Cisse’s campaign director Tiebile Drame said the team was “legitimately satisfied” but criticised authorities for failing to provide adequate security. Some 30,000 security personnel were deployed throughout the country.
“Luckily, there were no casualties,” said Drame while insisting that his candidate would force a second round run-off.
The aim to re-elect the president in the first round was “already a failure”, he said.
Late Monday, the campaign of another prominent candidate, businessman Aliou Boubacar Diallo, said it was a “certainty” that he would also be in the second round, adding “we want to steal victory”.
The polls were observed by teams from the European Union, the African Union, the regional ECOWAS grouping and the Francophonie organisation.
‘God does not like elections’
Cisse’s team had warned of possible election fraud, claiming that there were two electoral lists and hundreds of fake polling stations.
He and other challengers, who include several former ministers and just one woman — an entrepreneur — have accused Keita of incompetence on security matters.
Most of the violence on Sunday occurred in the north and centre of the sprawling semi-desert country, regions already hit by ethnic unrest and jihadism.
Not a single ballot was cast at 716 of the polling stations in the two regions following threats and attacks by armed groups, government figures showed — with no plans announced to give residents a chance to vote.

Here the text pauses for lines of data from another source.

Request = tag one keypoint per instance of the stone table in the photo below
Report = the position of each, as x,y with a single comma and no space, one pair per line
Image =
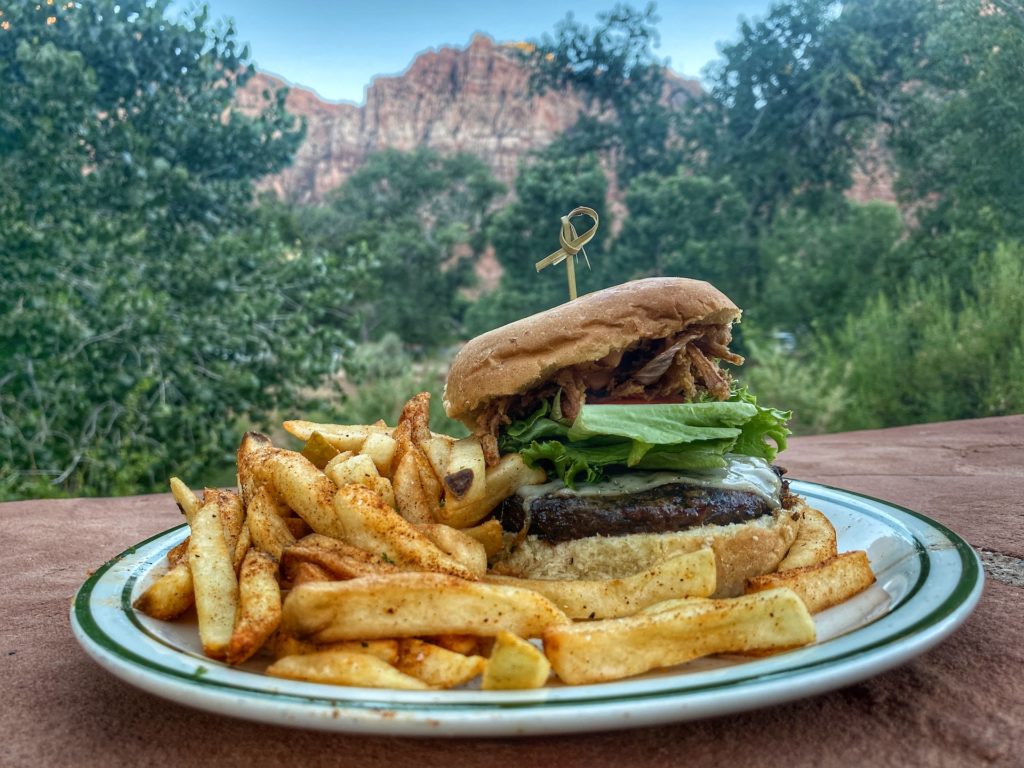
961,704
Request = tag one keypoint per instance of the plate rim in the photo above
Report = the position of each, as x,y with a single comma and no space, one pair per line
378,713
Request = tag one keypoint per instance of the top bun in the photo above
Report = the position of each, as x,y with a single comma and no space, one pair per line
516,357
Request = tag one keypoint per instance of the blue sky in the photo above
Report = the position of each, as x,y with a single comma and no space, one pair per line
337,47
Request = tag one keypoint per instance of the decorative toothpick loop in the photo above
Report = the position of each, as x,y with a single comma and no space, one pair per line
571,244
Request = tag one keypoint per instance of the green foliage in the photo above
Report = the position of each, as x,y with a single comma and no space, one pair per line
623,85
416,219
384,376
818,268
145,307
960,139
798,94
932,352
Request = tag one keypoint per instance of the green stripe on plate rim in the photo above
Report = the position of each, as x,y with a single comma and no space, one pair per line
966,585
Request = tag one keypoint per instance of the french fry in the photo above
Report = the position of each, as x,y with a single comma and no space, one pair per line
318,450
307,491
814,544
356,468
413,498
458,545
502,480
298,526
187,502
488,534
415,604
435,666
252,465
438,452
515,665
344,668
178,553
169,596
613,648
269,532
259,606
468,645
302,571
214,582
380,448
370,524
285,645
354,433
465,474
385,491
824,585
690,574
339,559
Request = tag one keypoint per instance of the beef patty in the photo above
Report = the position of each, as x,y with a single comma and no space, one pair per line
664,509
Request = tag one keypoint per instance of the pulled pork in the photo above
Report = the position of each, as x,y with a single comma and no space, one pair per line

“Very few people were expecting that voting would be able to take place in all of the country,” Sean Smith, senior West Africa analyst at risk consultancy Verisk Maplecroft, told AFP.
In Mali’s north, where the state is barely present, armed groups who signed the peace accord helped to ensure security.
“This is the big difference between the north and the centre of the country: it is possible to negotiate with (armed) groups in the north, but not at all in central (Mali),” said Aurelien Tobie, senior researcher at the Stockholm International Peace Research Institute.
Violence also marred the lead-up to the vote, despite the presence of 15,000 UN peacekeepers, 4,500 French troops and a much heralded five-nation anti-terror G5 Sahel force.
The jihadist violence has spread from northern Mali to the centre and south of the country and spilled over into neighbouring Burkina Faso and Niger, often inflaming communal conflicts.
Mali, considered a linchpin state in the troubled Sahel region, is one of the world’s poorest countries, with most people living on less than $2 a day.
The organisation of the vote was “a huge security challenge,” Prime Minister Soumeylou Boubeye Maiga said late Sunday, praising the proceedings “despite minor security incidents.”
Election officials were attacked, polling stations destroyed and state administrators banned from villages by armed groups, according to local authorities and observers.
And there was no voting in the village of Lafia, in the northern Timbuktu region, after the ballot boxes were set on fire, local authorities said.
One source said the boxes were burned after men he said were jihadists fired shots into the sky. “One of them said ‘God does not like elections’.”
Elsewhere in the country, however, voting occurred smoothly despite a low turnout, according to electoral observers and AFP journalists.
Preliminary estimates by national observer group POCIM, which deployed over 2,000 monitors across the country, put turnout at 37 percent.
While still subject to change, the group’s spokesman said: “It will not go above 50 percent.”
The first results are expected by late Tuesday, and the official outcome is set to follow on Friday at the latest.
If no candidate gains more than 50 percent of the first-round vote, a second round will take place on August 12.